Attentat de Magnanville: la cour d'assises rend son verdict
Après deux semaines et demie d'audience, la cour d'assises spéciale de Paris rend son verdict mercredi à l'encontre de Mohamed Lamine Aberouz, jugé pour complicité dans l'assassinat d'un couple de policiers à leur domicile de Magnanville (Yvelines) le 13 juin 2016 au nom de l'organisation Etat islamique.
Le parquet a réclamé la réclusion criminelle à perpétuité, assortie d'une peine de sûreté de 22 ans, à l'encontre de l'accusé jugé pour complicité d'assassinat sur personne dépositaire de l'autorité publique, complicité de séquestration de mineur et association de malfaiteurs terroriste criminelle.
S'il est reconnu coupable de complicité dans les assassinats de Jessica Schneider, 36 ans, fonctionnaire de police au commissariat de Mantes-la-Jolie et de son compagnon, Jean-Baptiste Salvaing, 42 ans, commandant au commissariat des Mureaux, Mohamed Lamine Aberouz encourt la perpétuité.
Si la cour ne retient que l'association de malfaiteurs terroriste, il encourt 20 ans de réclusion.
Lors de son délibéré, la cour, présidée par Christophe Petiteau et composée uniquement de magistrats professionnels, devra répondre à 16 questions pour établir la culpabilité ou non de l'accusé qui clame son innocence.
Pour les avocates générales, il n'y a aucun doute que l'accusé "était présent sur la scène du crime" aux côtés de son ami Larossi Abballa le soir de l'assassinat des policiers sous les yeux de leur fils âgé de trois ans.
L'accusation repose essentiellement sur une trace "ADN pure" de l'accusé, retrouvée sur le repose-poignet de l'ordinateur portable des victimes.
Si le crime a été revendiqué par Larossi Abballa avec son téléphone portable, l'enquête a démontré que l'ordinateur du couple a été utilisé pour chercher une photo de Jean-Baptiste Salvaing afin, selon l'accusation, de pouvoir l'identifier avant de l'assassiner.
La défense de Mohamed Lamine Aberouz soutient que cette trace provient d'un "transfert" d'ADN depuis la voiture de Larossi Abballa, où ont aussi été isolées des traces génétiques lui appartenant.
La semaine dernière, des experts ont qualifié cette hypothèse de peu probable, sans l'exclure totalement.
Face à ces doutes, les avocats de l'accusé, Mes Vincent Brengarth et Nino Arnaud ont plaidé l'acquittement.
"Acquitter Mohamed Lamine Abballa est la seule décision sage à prendre", a estimé Nino Arnaud. "Il n'y a aucune forme de faiblesse dans l'acquittement.

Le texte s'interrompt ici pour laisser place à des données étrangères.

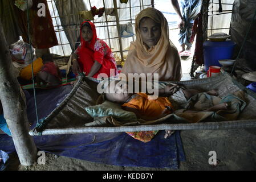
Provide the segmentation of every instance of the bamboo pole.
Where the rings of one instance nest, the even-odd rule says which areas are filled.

Acquitter dans un moment comme celui-ci, c'est de la force. Il faut avoir du courage", a-t-il insisté.
"En toute sincérité, si vous n'acquittez pas dans ce dossier, alors l'acquittement en matière d'antiterrorisme est impossible. Ce serait une torsion des éléments qu'on n'a jamais vue avant", a renchéri son confrère Vincent Brengarth.
- "Douleur indescriptible" -
"Il était inéluctable, compte tenu à la fois des charges qui pèsent contre (Mohamed Lamine Aberouz) et de sa dangerosité, que ce soit la peine maximale prévue par la loi qui a été requise", a estimé au contraire l'avocat de la famille de Jessica Schneider, Me Thibault de Montbrial.

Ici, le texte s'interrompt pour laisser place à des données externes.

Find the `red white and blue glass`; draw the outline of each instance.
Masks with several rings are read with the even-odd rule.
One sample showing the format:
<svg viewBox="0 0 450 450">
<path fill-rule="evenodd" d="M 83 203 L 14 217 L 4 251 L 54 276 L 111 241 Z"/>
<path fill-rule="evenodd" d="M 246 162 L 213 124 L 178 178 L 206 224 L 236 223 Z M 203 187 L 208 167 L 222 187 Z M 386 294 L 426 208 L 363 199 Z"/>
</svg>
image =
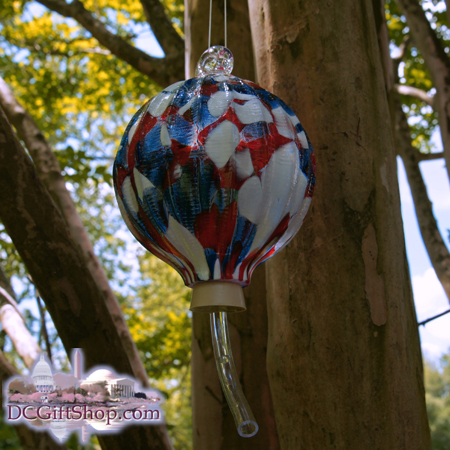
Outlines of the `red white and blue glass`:
<svg viewBox="0 0 450 450">
<path fill-rule="evenodd" d="M 186 285 L 245 286 L 302 225 L 314 153 L 286 104 L 231 76 L 229 51 L 212 49 L 199 76 L 164 89 L 131 119 L 114 184 L 133 235 Z"/>
</svg>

Josiane Schneider, 76 ans, la mère de la fonctionnaire de police égorgée, est "convaincue" que l'accusé "a été complice" de Larossi Abballa.
"Ma fille, je la connais, elle ne se serait pas laissé faire. Donc ma conviction, c’est qu'il y a obligatoirement un deuxième homme. Et pour moi, c'est lui", Mohamed Lamine Aberouz, a-t-elle dit en marge du procès.
L'assaillant, qui était connu des services de renseignement, avait été condamné à trois ans de prison, dont six mois avec sursis en 2013 pour "association de malfaiteurs en vue de préparer des actes terroristes".
Il a été abattu par les policiers du RAID lors de l'assaut pour libérer l'enfant du couple qu'il retenait en otage.
Selon Nino Arnaud, Larossi Abballa n'a eu besoin de personne pour commettre ses crimes. Il était "radicalisé" et "violent", a-t-il dit.
L'avocate de la famille de Jean-Baptiste Salvaing et de son fils, Me Pauline Dufourq, tout en retenue depuis l'ouverture du procès, a affirmé lors de sa plaidoirie que la "douleur indescriptible" de la famille Salvaing "ne sera jamais compensée par un homme dans un box ou par les années de prison qui pourront lui être infligées".
"La famille Salvaing ne souhaite pas que cette affaire soit instrumentalisée à des fins idéologiques ou politiques", a souligné l'avocate.